- Developer: ChaosForge
- Publisher: Hyperstrange
- Platforms: Linux; macOS; Windows; Nintendo Switch;
- Release: WW: August 5, 2021;
- Genre: Roguelike
- Mode: Single-player

= Jupiter Hell =

Jupiter Hell is a roguelike video game developed by ChaosForge and published in 2021 by Hyperstrange. It is a spiritual successor to DRL and adapts first-person shooter gameplay to a tactical roguelike.

== Gameplay ==
Players control a marine, technician, or scout on a demon-infested science base on the moons of Jupiter. The labs are procedurally generated and tile-based, shown from a top-down perspective. Combat is turn-based and tactical. Multiple weapons are available, each of which has different strengths, such as stopping power, accuracy, and ammunition capacity. A queue controls whose turn it is. Shooting, reloading, and other actions push one's next action later in the queue depending on their cost. Fast players or enemies who perform low-cost actions may act multiple times before their opponents. Cover provides protection, but players are encouraged to move around. Characters can be customized through skill trees.

== Development ==
ChaosForge previously developed DoomRL, which reimagined the first-person shooter Doom as a traditional ASCII-based roguelike. DoomRL was renamed to DRL after Zenimax, Dooms rights-holder, complained. Jupiter Hell is a spiritual successor to DRL, using a similar premise in an original setting with 3D graphics. Zenimax's cease and desist letter about DoomRL, which was sent during Jupiter Hells Kickstarter crowdfunding campaign in 2016, ignited widespread coverage on high-profile gaming websites, but ChaosForge said it did not translate into nearly as much interest as the existing community built up around DoomRL. Jupiter Hell entered early access in August 2019 and was released on August 5, 2021.

== Reception ==
Jupiter Hell received positive reviews on Metacritic. RPGFan made it an editor's choice and said "while being any good at it requires a time commitment, the rewards are exhilarating". NME called it "a must-have for strategy fans and curious Doom fans alike". Bloody Disgusting said the mash-up of genres "works well" and "provides a compelling game" whether played in short bursts or long-term.

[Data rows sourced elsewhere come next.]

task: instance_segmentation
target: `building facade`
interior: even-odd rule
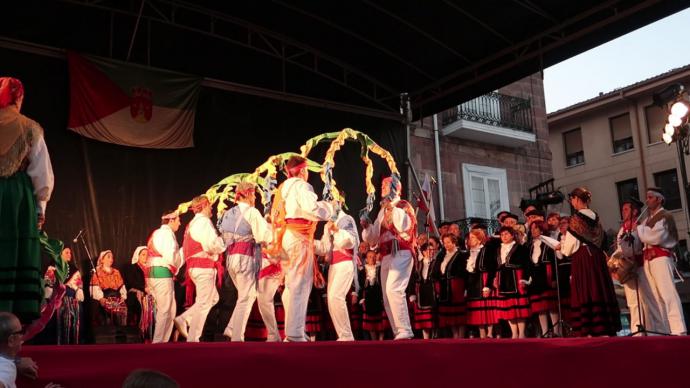
[[[645,189],[656,186],[666,191],[665,207],[681,239],[687,236],[678,151],[661,140],[668,114],[652,103],[653,93],[673,83],[690,86],[690,66],[548,115],[556,185],[564,192],[578,186],[591,190],[591,207],[609,232],[619,228],[624,200],[644,199]],[[687,157],[685,162],[690,162]]]
[[[541,74],[437,115],[444,215],[434,187],[437,218],[493,218],[519,212],[530,187],[552,177]],[[420,180],[437,177],[433,116],[415,123],[410,158]]]

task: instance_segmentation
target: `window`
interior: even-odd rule
[[[614,154],[634,148],[629,113],[611,117],[609,119],[609,126],[611,127]]]
[[[654,174],[654,184],[664,190],[666,202],[664,208],[668,210],[680,209],[680,189],[676,170],[667,170]]]
[[[585,162],[585,152],[582,149],[582,131],[580,128],[563,133],[565,146],[565,165],[575,166]]]
[[[656,105],[650,105],[644,108],[644,115],[647,118],[649,144],[660,142],[661,135],[664,133],[664,125],[666,125],[666,117],[668,115],[663,109]]]
[[[466,217],[490,219],[510,210],[506,170],[463,163]]]
[[[637,178],[616,182],[616,189],[618,189],[619,208],[623,206],[623,202],[629,200],[631,197],[640,199],[640,189],[637,187]]]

== Jupiter Hell Classic ==

ChaosForge announced a spinoff to Jupiter Hell in August 2024 titled Jupiter Hell Classic, built off of the DRL engine. This announcement was also paired with the first DRL release in over 11 years. Jupiter Hell Classic is billed as both a total conversion and expansion pack of DRL and a demake of Jupiter Hell with added features at both the game and engine level.

The first release of Jupiter Hell Classic was released on August 15, 2025 as an early access game on Steam.